Wolfgang Bosbach (CDU) in einem Interview:
Union will nach Wahlsieg Sicherungshaft einführen

Die Union will die von SPD-Bundesinnenminister Otto Schily vorgeschlagene Sicherungshaft für terrorverdächtige Ausländer nach einem Wahlsieg durchsetzen.

HB DRESDEN. "Das Anliegen von Schily ist berechtigt. Die Union wird dieses Anliegen im Falle eines Wahlsieges aufgreifen", sagte Unionsfraktionsvize Wolfgang Bosbach der "Sächsischen Zeitung" (Freitagausgabe). "Wir halten die Sicherungshaft für ausreisepflichtige Terrorverdächtige nach wie vor für dringend geboten", sagte Bosbach. "Wir werden das zum Gegenstand von Koalitionsverhandlungen machen."

"Es gebe nun einmal Personen, von denen eine besondere Gefährlichkeit ausgehe und die ausreisepflichtig seien, die man aber nicht abschieben könne, weil entweder tatsächliche oder rechtliche Abschiebehindernisse bestünden", sagte Bosbach. Beispielsweise gehe kein Flugzeug in das Heimatland, oder es drohe im Heimatland Folter oder Todesstrafe.

Nach Einschätzung des Deutschen Anwaltsvereins verstößt die Sicherungshaft aber gegen die Verfassung. Die Planung von Anschlägen sei bereits nach geltendem Recht strafbar, sagte der stellvertretende Präsident des Anwaltsvereins, Georg Prasser, der "Neuen Osnabrücker Zeitung" vom Freitag. Erhielten die Sicherheitskräfte davon Kenntnis, könnten sie auch heute schon wirkungsvoll gegen Terror-Verdächtige vorgehen.

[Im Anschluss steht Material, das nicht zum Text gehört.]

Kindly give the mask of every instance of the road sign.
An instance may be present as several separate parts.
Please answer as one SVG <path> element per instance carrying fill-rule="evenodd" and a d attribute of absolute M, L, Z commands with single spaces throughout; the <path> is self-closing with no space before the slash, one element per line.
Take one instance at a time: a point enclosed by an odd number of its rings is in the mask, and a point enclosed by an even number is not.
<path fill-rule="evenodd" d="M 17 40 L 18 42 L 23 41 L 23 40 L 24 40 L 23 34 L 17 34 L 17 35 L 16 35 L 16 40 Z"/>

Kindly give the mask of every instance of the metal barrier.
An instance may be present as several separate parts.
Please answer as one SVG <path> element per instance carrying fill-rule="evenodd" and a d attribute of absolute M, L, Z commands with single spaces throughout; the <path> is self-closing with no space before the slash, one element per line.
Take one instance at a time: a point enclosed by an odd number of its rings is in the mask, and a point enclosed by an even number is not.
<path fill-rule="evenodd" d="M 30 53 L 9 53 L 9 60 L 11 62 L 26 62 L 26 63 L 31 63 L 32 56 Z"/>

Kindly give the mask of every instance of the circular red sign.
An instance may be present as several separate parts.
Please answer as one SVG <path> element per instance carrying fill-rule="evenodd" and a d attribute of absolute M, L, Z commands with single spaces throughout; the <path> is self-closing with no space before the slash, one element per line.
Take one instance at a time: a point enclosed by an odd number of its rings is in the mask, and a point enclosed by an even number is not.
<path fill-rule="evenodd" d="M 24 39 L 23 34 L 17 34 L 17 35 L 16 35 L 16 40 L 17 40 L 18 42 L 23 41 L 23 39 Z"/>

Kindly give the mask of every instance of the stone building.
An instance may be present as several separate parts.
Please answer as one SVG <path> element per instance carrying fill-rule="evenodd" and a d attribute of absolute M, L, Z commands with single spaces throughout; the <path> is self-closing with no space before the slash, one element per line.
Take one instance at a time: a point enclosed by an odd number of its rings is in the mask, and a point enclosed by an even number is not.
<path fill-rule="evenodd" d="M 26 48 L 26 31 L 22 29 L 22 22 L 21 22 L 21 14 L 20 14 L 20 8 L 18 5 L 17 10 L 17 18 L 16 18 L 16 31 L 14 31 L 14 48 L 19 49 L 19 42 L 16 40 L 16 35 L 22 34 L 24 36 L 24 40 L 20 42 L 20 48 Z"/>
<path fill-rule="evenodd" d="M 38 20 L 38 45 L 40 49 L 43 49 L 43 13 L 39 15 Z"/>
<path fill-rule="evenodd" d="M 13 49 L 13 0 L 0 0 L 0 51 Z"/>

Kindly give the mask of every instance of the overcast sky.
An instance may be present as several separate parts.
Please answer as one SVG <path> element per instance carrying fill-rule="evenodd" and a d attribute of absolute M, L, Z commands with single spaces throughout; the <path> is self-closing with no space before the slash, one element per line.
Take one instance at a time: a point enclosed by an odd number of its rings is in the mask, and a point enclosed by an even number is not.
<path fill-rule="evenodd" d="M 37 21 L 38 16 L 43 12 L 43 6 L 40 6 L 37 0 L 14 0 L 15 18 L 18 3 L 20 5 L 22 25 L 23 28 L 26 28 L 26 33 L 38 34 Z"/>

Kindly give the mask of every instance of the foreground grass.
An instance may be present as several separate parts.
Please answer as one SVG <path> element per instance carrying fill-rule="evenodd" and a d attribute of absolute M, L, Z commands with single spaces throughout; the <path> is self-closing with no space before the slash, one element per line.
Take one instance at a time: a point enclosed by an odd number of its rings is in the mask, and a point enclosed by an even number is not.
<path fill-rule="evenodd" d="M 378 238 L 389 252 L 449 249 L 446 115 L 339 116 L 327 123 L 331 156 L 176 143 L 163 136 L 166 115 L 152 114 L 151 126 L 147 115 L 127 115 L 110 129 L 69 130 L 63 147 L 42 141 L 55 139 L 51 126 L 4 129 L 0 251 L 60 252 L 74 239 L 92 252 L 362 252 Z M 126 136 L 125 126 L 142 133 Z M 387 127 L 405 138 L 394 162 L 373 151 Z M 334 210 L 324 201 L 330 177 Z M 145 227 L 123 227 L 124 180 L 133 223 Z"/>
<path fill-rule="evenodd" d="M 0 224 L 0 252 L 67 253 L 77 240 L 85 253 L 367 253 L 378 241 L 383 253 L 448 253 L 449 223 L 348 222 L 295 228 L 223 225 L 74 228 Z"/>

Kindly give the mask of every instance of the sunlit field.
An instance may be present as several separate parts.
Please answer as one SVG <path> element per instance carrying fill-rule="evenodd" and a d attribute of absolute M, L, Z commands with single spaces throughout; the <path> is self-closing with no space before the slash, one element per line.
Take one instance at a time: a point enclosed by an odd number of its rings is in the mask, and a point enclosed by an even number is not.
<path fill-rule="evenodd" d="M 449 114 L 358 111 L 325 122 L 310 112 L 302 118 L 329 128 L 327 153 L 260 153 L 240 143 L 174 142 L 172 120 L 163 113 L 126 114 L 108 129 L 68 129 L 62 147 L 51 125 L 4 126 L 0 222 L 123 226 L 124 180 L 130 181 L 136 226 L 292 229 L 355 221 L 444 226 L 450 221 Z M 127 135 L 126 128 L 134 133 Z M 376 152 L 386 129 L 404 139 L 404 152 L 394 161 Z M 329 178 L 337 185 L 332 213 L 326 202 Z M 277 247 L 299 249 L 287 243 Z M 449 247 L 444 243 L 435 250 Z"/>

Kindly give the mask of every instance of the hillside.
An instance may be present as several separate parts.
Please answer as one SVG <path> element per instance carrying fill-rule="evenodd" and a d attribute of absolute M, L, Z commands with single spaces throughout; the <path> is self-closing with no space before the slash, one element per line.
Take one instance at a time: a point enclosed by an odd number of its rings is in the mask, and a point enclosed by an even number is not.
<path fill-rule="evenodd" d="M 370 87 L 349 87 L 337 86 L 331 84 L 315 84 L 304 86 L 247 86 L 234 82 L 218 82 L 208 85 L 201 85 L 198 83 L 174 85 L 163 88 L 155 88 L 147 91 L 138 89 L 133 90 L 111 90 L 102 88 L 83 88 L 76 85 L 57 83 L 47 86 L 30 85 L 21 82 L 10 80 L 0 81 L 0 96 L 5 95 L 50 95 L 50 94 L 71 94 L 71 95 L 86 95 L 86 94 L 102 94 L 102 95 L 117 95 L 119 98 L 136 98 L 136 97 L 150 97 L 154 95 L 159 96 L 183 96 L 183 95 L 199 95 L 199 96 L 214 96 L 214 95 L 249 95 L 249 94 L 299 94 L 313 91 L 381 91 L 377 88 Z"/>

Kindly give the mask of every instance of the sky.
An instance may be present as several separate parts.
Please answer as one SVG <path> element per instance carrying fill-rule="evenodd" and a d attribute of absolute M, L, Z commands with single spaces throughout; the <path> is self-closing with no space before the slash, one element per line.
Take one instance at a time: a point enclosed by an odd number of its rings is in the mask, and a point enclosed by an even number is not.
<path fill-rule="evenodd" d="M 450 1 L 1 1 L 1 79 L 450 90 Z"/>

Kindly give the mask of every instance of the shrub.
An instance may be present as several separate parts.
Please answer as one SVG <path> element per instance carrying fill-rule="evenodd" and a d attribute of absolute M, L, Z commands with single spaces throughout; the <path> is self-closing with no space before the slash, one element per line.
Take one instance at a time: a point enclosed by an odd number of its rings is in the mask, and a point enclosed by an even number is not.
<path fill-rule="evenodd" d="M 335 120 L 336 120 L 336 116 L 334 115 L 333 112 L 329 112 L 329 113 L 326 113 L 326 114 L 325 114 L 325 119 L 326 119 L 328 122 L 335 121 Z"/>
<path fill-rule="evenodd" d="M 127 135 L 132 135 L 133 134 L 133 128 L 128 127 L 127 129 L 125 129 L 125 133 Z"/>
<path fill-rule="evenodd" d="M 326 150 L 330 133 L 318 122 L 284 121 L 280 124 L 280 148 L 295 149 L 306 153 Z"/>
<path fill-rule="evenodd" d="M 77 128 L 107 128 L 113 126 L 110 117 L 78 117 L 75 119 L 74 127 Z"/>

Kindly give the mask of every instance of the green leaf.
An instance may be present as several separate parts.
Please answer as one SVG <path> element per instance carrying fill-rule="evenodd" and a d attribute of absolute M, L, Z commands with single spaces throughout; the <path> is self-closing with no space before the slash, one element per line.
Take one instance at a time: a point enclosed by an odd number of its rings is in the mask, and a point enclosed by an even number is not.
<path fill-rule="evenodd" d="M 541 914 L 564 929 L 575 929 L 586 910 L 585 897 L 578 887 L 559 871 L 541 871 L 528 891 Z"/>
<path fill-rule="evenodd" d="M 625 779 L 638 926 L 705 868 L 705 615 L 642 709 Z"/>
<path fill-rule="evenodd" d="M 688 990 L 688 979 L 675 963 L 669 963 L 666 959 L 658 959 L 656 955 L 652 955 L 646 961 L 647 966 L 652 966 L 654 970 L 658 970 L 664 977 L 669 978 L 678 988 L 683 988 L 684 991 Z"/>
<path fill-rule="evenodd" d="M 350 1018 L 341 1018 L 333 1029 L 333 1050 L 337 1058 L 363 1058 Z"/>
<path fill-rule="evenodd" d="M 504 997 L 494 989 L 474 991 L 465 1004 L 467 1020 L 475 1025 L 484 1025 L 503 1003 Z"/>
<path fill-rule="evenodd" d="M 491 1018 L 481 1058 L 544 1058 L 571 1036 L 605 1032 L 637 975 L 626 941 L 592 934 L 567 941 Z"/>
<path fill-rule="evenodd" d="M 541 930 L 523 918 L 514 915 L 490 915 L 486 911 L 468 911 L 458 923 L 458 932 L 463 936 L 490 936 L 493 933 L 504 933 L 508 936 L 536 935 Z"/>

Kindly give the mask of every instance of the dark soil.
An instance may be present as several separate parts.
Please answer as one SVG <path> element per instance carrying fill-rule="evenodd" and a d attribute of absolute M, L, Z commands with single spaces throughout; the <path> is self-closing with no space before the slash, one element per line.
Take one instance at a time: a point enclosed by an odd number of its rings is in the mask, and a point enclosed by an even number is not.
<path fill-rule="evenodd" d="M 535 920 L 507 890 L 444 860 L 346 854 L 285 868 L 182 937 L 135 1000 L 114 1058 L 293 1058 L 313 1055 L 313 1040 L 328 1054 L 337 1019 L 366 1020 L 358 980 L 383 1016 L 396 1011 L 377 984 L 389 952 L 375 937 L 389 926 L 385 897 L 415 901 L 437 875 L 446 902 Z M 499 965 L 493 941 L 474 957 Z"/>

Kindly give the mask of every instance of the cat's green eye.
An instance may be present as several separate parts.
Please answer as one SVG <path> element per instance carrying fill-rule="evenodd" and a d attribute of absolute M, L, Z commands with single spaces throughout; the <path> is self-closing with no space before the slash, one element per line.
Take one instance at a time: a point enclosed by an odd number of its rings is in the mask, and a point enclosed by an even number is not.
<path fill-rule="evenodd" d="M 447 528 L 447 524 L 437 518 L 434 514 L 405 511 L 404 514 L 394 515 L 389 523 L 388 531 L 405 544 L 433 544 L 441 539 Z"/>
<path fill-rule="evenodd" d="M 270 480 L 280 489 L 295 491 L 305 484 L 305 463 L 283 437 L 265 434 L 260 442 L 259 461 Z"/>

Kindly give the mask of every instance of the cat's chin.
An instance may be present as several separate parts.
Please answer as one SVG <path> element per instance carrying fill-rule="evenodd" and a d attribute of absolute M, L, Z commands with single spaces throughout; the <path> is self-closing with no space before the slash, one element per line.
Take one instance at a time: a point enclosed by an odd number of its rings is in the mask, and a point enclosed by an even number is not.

Gebe es dagegen nur Vermutungen, "muss man bei uns einfach damit leben, dass das Vermuten nicht reichen kann, um Verdächtigen die Freiheit zu entziehen". Denn das Grundgesetz decke eine Sicherungshaft nicht, auch wenn sie von einem Richter angeordnet werde. Einen vorbeugenden Freiheitsentzug sähen weder das deutsche Grundgesetz noch die europäische Menschenrechtskonvention vor.

Die Sicherungshaft soll für Terror-Verdächtige gelten, die nicht abgeschoben werden können, weil ihnen in ihrem Heimatland der Tod droht. Es gehe dabei um eine vorübergehende Freiheitsbeschränkung, wenn eine tödliche Gefahr für die Gesellschaft nicht auf andere Weise abgewendet werden könne, sagte Schily. Mit seinem Plädoyer stieß er allerdings auch in der eigenen Koalition auf Widerstand. Er kenne keinen Fall, in dem jemand in Deutschland frei herumlaufe, der vermeintlich sehr gefährlich sei, sagte der SPD-Innenexperte Dieter Wiefelspütz.

Der Grünen-Politiker Christian Ströbele verglich die Sicherungshaft mit der Schutzhaft der Nationalsozialisten. Außerhalb des Regierungslagers hatten FDP und PDS die Äußerungen Schilys kritisiert.